As ACT's James McDowall asked his question, Davidson stood up and interjected with a point of order. She raised previous rulings that MPs should take "care as they express themselves, to think of the wider consequences as they do".

"The nature of these questions are absolutely intended to raise racist opinions amongst the New Zealand public," she said.

As Davidson continued, the Speaker yelled out "order" and said she had made a "very serious accusation". 

"The first part of it I disagree in this instance. To carry on, to make an accusation as you did, I am contemplating sending you out," Rurawhe said.

"It is a discussion that perhaps this House should have one day, but you cannot make that accusation in this House."

He asked her to stand, withdraw and apologise.

Davidson rose and said: "I stand, withdraw and apologise."

But Rurawhe said that was not the proper way of doing it. 

"I will give you one more chance. You do it properly, you can stay," he said.

But Davidson repeated herself and was ordered out.

"You will leave the chamber," Rurawhe said.

Speaking afterwards, Davidson said she would "always stand up against people whipping up fear and division". 

"I am upset about the line of questioning that the ACT Party is using. They actually don't care about equity. They are weaponising fear and division of people for votes. That to me seems quite horrific."
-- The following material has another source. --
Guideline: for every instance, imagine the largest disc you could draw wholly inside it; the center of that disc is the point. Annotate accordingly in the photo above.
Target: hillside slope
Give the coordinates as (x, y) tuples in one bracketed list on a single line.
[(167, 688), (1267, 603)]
ACT leader David Seymour denied his party was being racist.

"We were raising questions that are important to us as MPs and to many New Zealanders. This policy is racist…I think people who don't like seeing those questions asked need to start questioning whether they support a policy that puts some people ahead of others based on race, because that's what's racist."

Prime Minister Chris Hipkins on Monday said he had asked Health Minister Dr Ayesha Verrall to review the equity tool to ensure it's not discriminatory.

Te Whatu Ora said the equity adjustor was developed to make the health system fairer for everyone and was open to adding other ethnicities or risk factors to add to the tool as they're identified.